More quantitative concerns have also been brought to the attention of biologists. Questions regarding the leakage and contamination of nearby waters and animals by heavy metals were studied by Dr. Love who collected fishes at platforms and away from platforms before sending them to a federal lab in Missouri to be tested.

“They couldn’t find a difference in the amount of heavy metals,” he said. “The things you might expect; Mercury, Cadmium, Barium, Lead, the kind of things industrial facilities-particularly drilling facilities, you might expect to see in higher amounts. There was no difference in any of those elements between control fishes and fishes around platforms.”

“Most of the questions,” Love said. “Come down to: how important are platforms as fish habitat?”

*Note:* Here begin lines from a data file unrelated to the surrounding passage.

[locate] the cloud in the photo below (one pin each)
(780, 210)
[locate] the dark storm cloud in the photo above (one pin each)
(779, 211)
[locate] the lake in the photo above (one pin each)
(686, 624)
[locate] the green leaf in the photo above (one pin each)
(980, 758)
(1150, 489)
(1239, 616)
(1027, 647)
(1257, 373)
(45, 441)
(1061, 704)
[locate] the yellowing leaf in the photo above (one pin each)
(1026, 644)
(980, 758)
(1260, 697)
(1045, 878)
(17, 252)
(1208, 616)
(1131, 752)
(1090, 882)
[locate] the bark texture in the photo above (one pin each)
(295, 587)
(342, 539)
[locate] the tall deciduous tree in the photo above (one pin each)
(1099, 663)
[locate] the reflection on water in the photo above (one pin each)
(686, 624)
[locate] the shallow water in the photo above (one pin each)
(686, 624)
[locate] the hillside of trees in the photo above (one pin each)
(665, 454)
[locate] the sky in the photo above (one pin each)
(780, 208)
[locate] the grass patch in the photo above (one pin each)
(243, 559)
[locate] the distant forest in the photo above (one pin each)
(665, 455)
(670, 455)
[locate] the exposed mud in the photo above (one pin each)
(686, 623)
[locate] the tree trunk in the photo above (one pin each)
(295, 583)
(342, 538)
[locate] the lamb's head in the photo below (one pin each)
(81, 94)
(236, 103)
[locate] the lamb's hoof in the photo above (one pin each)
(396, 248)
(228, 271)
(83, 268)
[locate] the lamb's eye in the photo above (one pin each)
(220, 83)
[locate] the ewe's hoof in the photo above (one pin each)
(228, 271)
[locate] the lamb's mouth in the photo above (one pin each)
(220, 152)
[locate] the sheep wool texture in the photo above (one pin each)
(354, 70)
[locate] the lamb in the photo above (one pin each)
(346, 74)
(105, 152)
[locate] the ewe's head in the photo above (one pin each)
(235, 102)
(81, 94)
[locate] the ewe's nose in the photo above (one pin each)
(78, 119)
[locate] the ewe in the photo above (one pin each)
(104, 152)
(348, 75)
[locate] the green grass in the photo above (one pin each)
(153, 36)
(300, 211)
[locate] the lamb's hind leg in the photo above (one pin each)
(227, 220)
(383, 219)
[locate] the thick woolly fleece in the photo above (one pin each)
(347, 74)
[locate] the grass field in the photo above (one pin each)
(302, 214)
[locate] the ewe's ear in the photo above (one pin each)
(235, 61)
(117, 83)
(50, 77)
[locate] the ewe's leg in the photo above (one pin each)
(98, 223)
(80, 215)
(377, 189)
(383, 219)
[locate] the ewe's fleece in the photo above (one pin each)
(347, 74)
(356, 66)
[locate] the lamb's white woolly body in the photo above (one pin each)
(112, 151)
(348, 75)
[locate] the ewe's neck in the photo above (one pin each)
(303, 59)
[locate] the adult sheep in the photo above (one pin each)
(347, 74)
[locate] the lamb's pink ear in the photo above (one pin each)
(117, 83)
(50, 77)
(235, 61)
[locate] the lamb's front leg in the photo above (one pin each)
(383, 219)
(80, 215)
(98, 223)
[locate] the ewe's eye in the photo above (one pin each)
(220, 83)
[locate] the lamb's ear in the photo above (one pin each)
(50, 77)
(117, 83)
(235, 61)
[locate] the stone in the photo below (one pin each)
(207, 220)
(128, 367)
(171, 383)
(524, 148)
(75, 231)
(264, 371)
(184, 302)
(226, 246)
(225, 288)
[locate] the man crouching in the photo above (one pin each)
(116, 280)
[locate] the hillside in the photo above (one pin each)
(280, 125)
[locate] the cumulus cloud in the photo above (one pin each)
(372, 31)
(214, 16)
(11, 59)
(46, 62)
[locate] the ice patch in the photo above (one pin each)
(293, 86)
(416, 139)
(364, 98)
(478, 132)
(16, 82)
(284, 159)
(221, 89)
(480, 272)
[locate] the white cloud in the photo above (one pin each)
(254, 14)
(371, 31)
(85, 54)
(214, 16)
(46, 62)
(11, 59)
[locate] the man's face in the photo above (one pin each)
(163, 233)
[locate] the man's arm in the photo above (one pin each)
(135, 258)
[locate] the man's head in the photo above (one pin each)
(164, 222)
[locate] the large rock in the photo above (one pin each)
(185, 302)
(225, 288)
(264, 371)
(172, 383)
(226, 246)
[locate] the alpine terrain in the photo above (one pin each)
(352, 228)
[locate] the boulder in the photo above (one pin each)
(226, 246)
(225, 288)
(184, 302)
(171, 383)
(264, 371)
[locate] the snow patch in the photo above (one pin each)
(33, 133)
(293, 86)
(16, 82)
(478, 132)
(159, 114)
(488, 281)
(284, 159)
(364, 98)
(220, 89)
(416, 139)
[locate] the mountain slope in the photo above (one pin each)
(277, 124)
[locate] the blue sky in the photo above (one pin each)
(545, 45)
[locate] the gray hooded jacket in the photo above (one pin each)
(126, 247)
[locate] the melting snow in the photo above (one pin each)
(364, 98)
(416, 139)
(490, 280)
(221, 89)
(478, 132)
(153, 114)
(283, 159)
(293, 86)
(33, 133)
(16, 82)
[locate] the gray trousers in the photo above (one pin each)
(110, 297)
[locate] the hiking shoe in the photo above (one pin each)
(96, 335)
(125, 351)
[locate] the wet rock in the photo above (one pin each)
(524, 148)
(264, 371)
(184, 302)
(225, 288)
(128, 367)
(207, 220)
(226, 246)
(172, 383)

Aside from his research on rigs to reefs, Love also works with the Doug McCauley lab on the giant sea bass project. His work attracts a community of collaborators including the United States Geological Survey, Bureau of Offshore Energy Management, and National Fisheries Service. Love and his associate, Mary Nishimoto, are currently working on the Bon project which serves to to develop a Biodiversity Observation Network (BON) in the test bed of the Santa Barbara Channel and are looking to bring two of their undergraduate researchers on board.

When asked how he prefers to communicate his research to the public, Love responded with “interpretive dances….is what I’d like it to be. Unfortunately, I have no sense of rhythm.”

Lectures, however, are not difficult for Love. As someone who enjoys giving speeches and is an effective communicator, Love has recently joined the UCSB Sustainability Speakers Bureau, a network of faculty who are open to giving talks to the community about topics related to sustainability.